Le focus_keyword « Curiosity Mars » n’est pas qu’un symbole d’exploration lointaine : il incarne une quête patiente, où chaque mètre parcouru compte. Lors de sa dernière excursion, Curiosity a franchi pour la troisième fois la frontière entre le terrain « boxwork » et l’unité stratifiée de sulfates qui l’entoure. Ce secteur, étudié au fil de plusieurs sols (jours martiens), fascine par sa diversité géologique. Les scientifiques l’observent avec une attention redoublée, car il recèle des indices sur l’histoire ancienne de Mars.

Un adieu au terrain « boxwork » (Curiosity Mars)

Le « boxwork » désigne des formations rocheuses complexes, aux arêtes anguleuses et entrecroisées, évoquant un enchevêtrement de boîtes minérales. Ces structures témoignent d’une histoire géologique mouvementée, marquée par l’infiltration de fluides et la précipitation de minéraux au fil des âges. Curiosity Mars a documenté ce paysage à plusieurs reprises, mais la récente traversée marque la fin de l’exploration directe de cette zone.

Ce passage n’est pas anodin : chaque franchissement de la frontière géologique permet aux chercheurs de comparer les propriétés des roches et d’affiner leur compréhension des processus à l’œuvre dans le passé martien. En traversant le contact sud du « boxwork » pour la troisième fois, Curiosity ouvre un nouveau chapitre dans l’étude des couches sulfatées, qui pourraient conserver la mémoire d’anciens environnements aqueux.

Nouvelle étape dans l’analyse des sulfates

Les minéraux sulfatés, présents en abondance dans la région, intriguent les planétologues. Sur Terre, ils se forment souvent dans des contextes où l’eau a joué un rôle majeur, comme les lacs asséchés ou les systèmes hydrothermaux. Curiosity Mars a pour mission d’enquêter sur ces dépôts, dans l’espoir de déceler des traces d’eau passée et, peut-être, des conditions favorables à la vie.

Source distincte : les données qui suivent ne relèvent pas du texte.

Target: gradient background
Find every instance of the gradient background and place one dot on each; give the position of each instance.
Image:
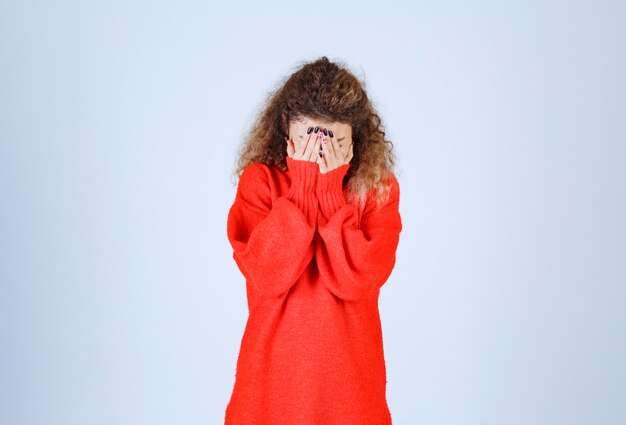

La stratégie scientifique s’adapte à chaque étape. Après avoir quitté le terrain « boxwork », les équipes au sol ajustent les plans d’analyse, combinant observations visuelles, mesures chimiques et études des textures rocheuses. Les données collectées lors de ces traversées répétées permettent de dresser un portrait de plus en plus précis de l’évolution du mont Sharp. Chaque nouvel échantillon, chaque panorama martien, enrichit le puzzle de l’histoire planétaire.

Au fil des jours martiens, Curiosity Mars poursuit sa progression, laissant derrière lui un terrain désormais familier pour explorer d’autres strates encore riches en mystères. Pour les scientifiques, chaque frontière franchie n’est pas un simple jalon, mais une invitation à repenser l’histoire de Mars, pierre après pierre.


Source originale : Curiosity Blog, Sols 4845-4851: Bye-Bye Boxwork, Bye-Bye via science.nasa.gov (13/04/2026)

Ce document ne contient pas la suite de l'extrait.